Elle entendait le veilleur manipuler une casserole sur son réchaud. Il allait peut-être venir lui dire d'aller se coucher au lieu de rester à moitié courbée sur une chaise. Elle monterait à sa chambre, mais elle ne ferait que s'asseoir sur le lit. Elle laisserait la lumière allumée, elle se sentirait heureuse. Dorénavant elle profiterait de son temps de vie, à chaque instant elle convoquerait le bonheur. L'angoisse ne serait plus qu'un souvenir carbonisé dont l'oubli évacuerait la suie petit à petit. Elle marcherait du matin au soir émerveillée dans les rues pleines de foule. Elle passerait la nuit assise sur un tabouret dans sa cuisine, et la blancheur des murs suffirait à illuminer sa veille. Pourtant elle périrait en s'enfonçant un couteau dans l'œil. On la retrouverait six semaines plus tard le visage recouvert d'une croûte de sang aux reflets vert-de-gris.

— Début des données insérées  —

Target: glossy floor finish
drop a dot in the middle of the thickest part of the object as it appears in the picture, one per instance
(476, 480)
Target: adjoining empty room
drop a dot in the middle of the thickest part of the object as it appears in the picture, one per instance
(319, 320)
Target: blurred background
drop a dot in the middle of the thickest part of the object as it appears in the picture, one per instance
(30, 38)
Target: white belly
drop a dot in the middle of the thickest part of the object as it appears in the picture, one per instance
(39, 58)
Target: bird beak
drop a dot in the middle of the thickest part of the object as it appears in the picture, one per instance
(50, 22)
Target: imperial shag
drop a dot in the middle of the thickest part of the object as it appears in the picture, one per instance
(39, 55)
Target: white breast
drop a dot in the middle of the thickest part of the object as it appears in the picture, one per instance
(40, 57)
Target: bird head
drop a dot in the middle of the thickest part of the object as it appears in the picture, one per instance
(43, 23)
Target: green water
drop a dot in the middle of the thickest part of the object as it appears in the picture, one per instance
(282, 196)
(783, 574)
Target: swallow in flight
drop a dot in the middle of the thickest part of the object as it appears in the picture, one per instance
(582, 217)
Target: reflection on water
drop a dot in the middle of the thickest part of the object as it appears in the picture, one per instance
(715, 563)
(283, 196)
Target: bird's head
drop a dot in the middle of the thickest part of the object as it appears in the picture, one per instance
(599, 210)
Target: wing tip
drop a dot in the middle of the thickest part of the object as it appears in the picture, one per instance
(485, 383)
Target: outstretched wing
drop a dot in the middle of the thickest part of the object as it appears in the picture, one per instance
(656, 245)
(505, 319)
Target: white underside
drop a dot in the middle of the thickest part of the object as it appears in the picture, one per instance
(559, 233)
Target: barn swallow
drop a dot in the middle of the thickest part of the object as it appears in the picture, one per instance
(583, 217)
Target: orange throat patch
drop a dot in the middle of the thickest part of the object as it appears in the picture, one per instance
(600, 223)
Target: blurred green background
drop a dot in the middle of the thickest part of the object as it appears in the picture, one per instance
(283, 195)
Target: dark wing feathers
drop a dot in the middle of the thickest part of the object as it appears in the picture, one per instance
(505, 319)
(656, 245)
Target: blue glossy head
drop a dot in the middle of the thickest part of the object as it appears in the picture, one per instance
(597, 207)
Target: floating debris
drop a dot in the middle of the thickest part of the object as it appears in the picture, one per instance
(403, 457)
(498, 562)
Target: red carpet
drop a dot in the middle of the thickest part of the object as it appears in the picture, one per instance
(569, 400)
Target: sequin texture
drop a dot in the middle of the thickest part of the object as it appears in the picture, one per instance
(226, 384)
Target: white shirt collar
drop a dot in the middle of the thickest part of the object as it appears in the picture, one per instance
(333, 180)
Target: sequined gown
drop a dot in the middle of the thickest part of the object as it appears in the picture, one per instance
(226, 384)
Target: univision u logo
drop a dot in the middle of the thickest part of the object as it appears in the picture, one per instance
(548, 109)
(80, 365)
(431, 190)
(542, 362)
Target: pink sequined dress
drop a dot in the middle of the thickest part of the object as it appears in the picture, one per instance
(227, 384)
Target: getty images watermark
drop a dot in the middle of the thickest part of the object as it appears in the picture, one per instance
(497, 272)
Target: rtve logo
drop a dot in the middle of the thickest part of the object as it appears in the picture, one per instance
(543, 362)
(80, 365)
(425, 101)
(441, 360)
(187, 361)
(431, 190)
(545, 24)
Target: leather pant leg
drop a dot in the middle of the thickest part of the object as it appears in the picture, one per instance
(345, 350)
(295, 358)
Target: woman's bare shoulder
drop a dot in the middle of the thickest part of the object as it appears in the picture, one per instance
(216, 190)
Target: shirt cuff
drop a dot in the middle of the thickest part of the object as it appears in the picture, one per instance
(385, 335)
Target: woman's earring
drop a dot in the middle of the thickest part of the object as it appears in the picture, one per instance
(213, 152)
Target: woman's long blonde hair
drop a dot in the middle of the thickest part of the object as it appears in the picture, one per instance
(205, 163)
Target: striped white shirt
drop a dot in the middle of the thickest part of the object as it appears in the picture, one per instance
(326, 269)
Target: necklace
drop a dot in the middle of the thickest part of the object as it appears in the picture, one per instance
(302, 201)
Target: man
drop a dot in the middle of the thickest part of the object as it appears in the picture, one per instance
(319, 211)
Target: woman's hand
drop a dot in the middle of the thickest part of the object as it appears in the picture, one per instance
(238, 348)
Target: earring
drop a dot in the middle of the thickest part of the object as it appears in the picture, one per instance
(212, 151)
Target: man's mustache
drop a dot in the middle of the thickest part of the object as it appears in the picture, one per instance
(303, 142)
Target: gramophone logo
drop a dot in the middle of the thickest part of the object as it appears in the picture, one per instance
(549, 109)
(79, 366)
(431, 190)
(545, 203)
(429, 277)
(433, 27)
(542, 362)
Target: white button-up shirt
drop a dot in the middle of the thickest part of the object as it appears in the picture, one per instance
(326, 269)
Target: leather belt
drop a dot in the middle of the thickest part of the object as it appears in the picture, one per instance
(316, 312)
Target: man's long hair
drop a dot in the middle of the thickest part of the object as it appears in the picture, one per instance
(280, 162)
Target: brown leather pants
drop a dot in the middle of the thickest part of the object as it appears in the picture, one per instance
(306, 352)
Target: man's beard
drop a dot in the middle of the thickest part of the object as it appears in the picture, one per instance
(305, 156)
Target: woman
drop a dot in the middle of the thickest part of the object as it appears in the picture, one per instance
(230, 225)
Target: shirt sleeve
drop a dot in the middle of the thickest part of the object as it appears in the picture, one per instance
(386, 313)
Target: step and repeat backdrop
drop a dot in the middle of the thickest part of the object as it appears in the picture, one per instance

Sa mère lui en voudrait d'avoir attenté à ses jours, elle refuserait d'aller la voir à la morgue. Elle déchirerait ses photos, et mettrait en pièces une vieille poupée que sa fille avait traînée toute son enfance et qu'elle gardait jusqu'alors comme une relique. Le jour de son incinération, elle organiserait une petite fête dans son appartement exigu. Ses invités seraient choqués par sa haine. Elle regretterait même de ne pas l'avoir battue quand elle était gamine, et bouclée adolescente dans un placard à balais. Elle lui reprocherait cette façon inadmissible de fausser compagnie, de laisser les autres se débattre. Elle aurait voulu pouvoir se venger, lui infliger un demisiècle de vie obligatoire et sûre. Elle lui souhaiterait même la vie éternelle qui l'aurait soustraite pour toujours au repos, au mol oreiller du cercueil, à la fraîcheur de la tombe. Elle vivrait encore seize années, et jusqu'au bout elle ne pourrait se résoudre à lui pardonner. Les derniers temps elle se convertirait même à une religion qui lui promettrait l'au-delà, afin de pouvoir la traquer tout au long de l'éternité et lui faire expier son suicide à jamais. Elle mourrait en été, sa gardienne assisterait à son enterrement. Malgré les promesses qu'on lui aurait faites, sa mort ne déboucherait sur rien, et les retrouvailles avec sa fille n'auraient par conséquent jamais lieu.